Evelyn whipped the 3D glasses off her own face, stuck them over Nicole’s eyes, and forcefully jerked her chin upward.
Nicole stopped talking. Her jaw hung open.
“Right,” Evelyn said through clenched teeth. She’d gone green around the gills. Her other arm was wrapped around Praem’s elbow like a limpet. “In or out, what do we do? Run, or go deeper? Quickly now.”
“In?” Nicole looked at her like she was mad. “Into that … that shell? No, no, no way.”
“It might be the only way to make contact with Hringewindla,” I said, glancing up at the descending droplet of bubbles again. They were halfway to the church now, the dangling blob thickening like a droplet of honey about to fall. The sight made me hunch my shoulders and duck my head, skin aching to sprout armour plates and spikes, instinct telling me to flee as if before a predator I couldn’t possibly understand. “W-we need to move, we—”
Three things happened at the same time.
Sevens pulled my hand, urging me toward the entrance of the chalk-white shell-tip poking from the soil, where the church altar used to be.
Nicole raised her voice in protest. Praem spoke too, a sudden sing-song of warning — “Bad doggos,” — interrupted by a yelp from Evelyn as Praem scooped her off her feet.

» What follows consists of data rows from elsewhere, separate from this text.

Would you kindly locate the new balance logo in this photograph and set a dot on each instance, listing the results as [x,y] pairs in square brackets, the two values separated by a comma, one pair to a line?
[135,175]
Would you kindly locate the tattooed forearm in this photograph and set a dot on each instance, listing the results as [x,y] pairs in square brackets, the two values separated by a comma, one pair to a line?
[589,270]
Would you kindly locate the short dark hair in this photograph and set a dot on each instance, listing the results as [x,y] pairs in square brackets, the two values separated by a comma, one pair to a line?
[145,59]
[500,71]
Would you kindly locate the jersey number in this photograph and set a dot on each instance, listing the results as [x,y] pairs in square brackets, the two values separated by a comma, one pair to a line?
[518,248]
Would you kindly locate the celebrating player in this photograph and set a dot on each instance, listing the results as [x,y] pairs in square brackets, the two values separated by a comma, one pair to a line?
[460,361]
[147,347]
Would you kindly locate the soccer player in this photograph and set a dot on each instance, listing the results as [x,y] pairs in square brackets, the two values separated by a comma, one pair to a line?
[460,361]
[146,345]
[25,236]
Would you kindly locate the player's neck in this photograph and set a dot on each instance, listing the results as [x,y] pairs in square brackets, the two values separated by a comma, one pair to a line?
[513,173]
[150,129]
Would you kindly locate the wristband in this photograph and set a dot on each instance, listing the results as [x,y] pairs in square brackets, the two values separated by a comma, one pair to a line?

And Marmite, plucky little Marmite who apparently didn’t care one whit about the Mask of Hastur’s Spawn, scurried past us all in a blur of terrified scuttling limbs and threw himself into the open mouth of the shell.
“Run!” shouted Sevens.
We had deliberated for too long.
Sevens all but lifted me off my feet as she dragged me into the opening of the spiral shell, shoving me deeper into the cave-like darkness, our feet ringing against the cold, smooth surface, so solid after the mud of the church. Sevens turned back to make sure the others were hurrying too, then she leaned out of the shell-mouth and flicked her umbrella open, raising the lilac canopy as if to shelter them from a sudden downpour of rain.

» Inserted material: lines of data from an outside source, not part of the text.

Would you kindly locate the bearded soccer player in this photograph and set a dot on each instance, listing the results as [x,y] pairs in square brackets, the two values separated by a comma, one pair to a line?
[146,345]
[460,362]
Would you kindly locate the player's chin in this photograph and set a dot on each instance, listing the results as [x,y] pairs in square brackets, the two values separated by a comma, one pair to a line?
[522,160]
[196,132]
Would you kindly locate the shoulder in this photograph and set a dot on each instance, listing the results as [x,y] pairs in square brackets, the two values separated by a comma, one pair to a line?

Praem bustled inside with Evelyn in her arms, half-dragging her. Evelyn’s eyes were screwed shut in terror, knuckles white on her walking stick.
“Detective!” Sevens called, her composure cold with alarm.
Nicole Webb was slow to find her feet — or perhaps her courage. For one critical moment she fumbled with the 3D glasses on her face, unsure if she should join us or turn and run. But then she found her resolve, pushed the modified glasses against her eyes, and sprinted for the entrance, long coat flapping out behind her.
The bubble-servitors began to fall like hailstones the size of dogs. These were not natural spirit-life, but hard pneuma-somatic flesh, more akin to the Saye family spiders than wild spirits. They hit the ground with real physical impact, slamming into the mud, sliding down the walls, filling the air with alien muscle and meat.
Nicole screamed when one fell directly in front of her path, but she didn’t stop. She tried to vault over the thing but tripped and went sprawling in the mud, her legs still not entirely recovered from the effects of the parasite. She scrambled beneath Sevens’ umbrella. One of the bubble-servitors actually bounced off the lilac fabric, which would have amazed me under less dazed and confused circumstances. Nicole took the offer of Sevens’ hand.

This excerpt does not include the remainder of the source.